De rechtbank ziet artikel 7, eerste lid, aanhef en sub c en d van de WOB hierbij aansluiten. Daarin is immers bepaald dat het bestuursorgaan de informatie met betrekking tot de documenten die de verlangde informatie bevatten kan openbaren door een uittreksel of een samenvatting van de inhoud te geven of inlichtingen daaruit te verschaffen. Het staat verweerder dan ook vrij zelf de gegevens in zijn datasysteem te bewerken en de statistische gegevens waarin eiseres geïnteresseerd is, daaruit te genereren.
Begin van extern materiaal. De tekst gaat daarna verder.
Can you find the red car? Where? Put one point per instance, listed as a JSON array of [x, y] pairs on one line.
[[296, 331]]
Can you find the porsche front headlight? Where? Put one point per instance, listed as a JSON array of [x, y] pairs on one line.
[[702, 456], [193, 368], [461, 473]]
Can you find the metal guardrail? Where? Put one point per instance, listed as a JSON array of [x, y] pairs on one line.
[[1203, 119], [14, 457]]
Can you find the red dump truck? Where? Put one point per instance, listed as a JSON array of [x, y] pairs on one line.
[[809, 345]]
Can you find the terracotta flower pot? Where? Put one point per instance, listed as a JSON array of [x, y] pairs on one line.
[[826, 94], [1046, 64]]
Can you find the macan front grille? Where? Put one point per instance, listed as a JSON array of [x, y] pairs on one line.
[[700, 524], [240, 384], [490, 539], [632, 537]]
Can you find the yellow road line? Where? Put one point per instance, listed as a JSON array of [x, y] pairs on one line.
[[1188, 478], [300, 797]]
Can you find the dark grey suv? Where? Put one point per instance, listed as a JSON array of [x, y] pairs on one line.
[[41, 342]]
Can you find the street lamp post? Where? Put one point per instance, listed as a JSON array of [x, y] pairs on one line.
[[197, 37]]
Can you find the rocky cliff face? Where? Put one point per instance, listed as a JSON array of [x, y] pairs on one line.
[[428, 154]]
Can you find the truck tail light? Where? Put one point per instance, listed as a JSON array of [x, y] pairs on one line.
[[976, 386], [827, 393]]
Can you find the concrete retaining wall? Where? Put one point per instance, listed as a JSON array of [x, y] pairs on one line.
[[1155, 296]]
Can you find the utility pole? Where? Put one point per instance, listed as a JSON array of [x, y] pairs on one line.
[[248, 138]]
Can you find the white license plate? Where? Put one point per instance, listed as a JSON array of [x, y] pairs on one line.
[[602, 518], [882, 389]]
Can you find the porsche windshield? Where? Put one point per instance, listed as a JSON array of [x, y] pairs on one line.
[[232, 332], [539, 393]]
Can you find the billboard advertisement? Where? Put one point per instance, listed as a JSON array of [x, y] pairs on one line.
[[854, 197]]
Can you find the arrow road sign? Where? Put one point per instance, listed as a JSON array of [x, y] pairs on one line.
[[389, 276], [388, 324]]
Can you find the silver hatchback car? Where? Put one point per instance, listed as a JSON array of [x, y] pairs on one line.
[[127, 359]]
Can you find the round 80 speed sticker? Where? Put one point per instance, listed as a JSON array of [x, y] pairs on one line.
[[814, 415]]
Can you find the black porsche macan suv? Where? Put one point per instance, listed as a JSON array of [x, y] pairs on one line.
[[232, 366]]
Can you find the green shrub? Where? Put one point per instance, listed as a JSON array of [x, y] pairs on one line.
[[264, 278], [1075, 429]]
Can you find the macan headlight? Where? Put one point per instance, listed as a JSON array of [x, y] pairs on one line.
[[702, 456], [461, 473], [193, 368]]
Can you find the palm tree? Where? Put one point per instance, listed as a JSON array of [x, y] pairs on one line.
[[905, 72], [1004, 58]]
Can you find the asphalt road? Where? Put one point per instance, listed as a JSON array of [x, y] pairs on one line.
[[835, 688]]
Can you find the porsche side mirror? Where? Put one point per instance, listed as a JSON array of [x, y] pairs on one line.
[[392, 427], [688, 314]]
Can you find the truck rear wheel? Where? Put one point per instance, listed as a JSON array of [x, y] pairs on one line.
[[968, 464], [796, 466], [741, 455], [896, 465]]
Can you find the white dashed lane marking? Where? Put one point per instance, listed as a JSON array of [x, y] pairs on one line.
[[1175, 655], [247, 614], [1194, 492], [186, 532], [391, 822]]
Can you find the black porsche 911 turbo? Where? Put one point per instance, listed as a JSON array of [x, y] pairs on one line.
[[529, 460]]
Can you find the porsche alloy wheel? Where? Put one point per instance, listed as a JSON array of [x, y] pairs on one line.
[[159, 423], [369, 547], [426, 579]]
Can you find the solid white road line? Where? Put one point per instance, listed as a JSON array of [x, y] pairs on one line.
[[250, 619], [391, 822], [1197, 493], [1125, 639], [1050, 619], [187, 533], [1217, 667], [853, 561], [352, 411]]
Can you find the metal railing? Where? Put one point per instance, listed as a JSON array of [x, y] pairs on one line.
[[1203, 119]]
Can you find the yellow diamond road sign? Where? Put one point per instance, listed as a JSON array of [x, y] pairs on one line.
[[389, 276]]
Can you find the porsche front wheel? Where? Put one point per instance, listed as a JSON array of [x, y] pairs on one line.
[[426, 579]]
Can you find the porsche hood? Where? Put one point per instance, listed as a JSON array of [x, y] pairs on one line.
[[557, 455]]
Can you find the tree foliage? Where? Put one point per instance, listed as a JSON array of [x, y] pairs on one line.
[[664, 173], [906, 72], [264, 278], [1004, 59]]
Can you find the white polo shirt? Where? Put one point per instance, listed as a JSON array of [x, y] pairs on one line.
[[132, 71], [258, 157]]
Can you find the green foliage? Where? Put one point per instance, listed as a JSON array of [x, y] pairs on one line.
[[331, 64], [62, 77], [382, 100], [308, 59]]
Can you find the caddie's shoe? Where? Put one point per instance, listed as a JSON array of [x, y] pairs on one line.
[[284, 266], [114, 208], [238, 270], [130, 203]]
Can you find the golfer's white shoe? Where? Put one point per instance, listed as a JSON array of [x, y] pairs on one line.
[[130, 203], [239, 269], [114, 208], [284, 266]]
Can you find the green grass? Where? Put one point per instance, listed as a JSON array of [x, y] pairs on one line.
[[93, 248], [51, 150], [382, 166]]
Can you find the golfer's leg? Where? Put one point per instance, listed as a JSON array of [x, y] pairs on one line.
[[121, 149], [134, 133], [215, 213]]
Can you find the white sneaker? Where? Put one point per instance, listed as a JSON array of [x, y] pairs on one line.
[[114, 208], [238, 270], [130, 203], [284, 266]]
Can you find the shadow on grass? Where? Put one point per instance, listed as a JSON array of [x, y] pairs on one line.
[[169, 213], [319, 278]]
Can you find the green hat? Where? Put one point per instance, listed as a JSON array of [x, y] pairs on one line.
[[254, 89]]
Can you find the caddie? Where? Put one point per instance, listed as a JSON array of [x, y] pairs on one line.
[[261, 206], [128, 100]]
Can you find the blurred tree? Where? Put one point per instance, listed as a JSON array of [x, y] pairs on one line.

13. Uit het voorgaande volgt, dat het beroep, voor zover erover geklaagd is dat de informatie die verweerder op grond van de WOB heeft verstrekt, onjuist en onvolledig is, gegrond is. Het bestreden besluit moet mitsdien wegens strijd met de artikelen 3 en 10 van de WOB worden vernietigd. Aangezien verweerder verschillende wegen ten dienste staan om in de gevolgen van deze vernietiging te voorzien, zal de rechtbank niet zelf in de zaak voorzien, maar verweerder een ruime termijn gunnen om een nieuw besluit op het bezwaarschrift te nemen.
14. Op het verzoek ter hoorzitting om een dwangsom vast te stellen heeft verweerder wel degelijk gereageerd, namelijk door te verwijzen naar de datum waarop een besluit op het desbetreffende verzoek is genomen. Meer in het algemeen is de rechtbank niet gebleken van enig besluit van verweerder dat na een correcte ingebrekestelling niet tijdig, dat wil zeggen niet binnen twee weken nadien, is genomen. De hierop betrekking hebbende klacht treft derhalve geen doel.
15. Nu het beroep op de primaire grond gegrond wordt verklaard, behoeft de subsidiaire grond geen bespreking.
16. Omdat de rechtbank het beroep gegrond verklaart, bepaalt de rechtbank dat verweerder aan eiseres het door haar betaalde griffierecht vergoedt.
17. De rechtbank veroordeelt verweerder in de door eiseres gemaakte proceskosten. Deze kosten stelt de rechtbank op grond van het Besluit proceskosten bestuursrecht voor de door een derde beroepsmatig verleende rechtsbijstand vast op € 487 (1 punt voor het verschijnen ter zitting met een waarde per punt van € 487,- en een wegingsfactor 1).
De overige gevraagde proceskosten zijn niet onderbouwd en komen daarom niet voor vergoeding in aanmerking.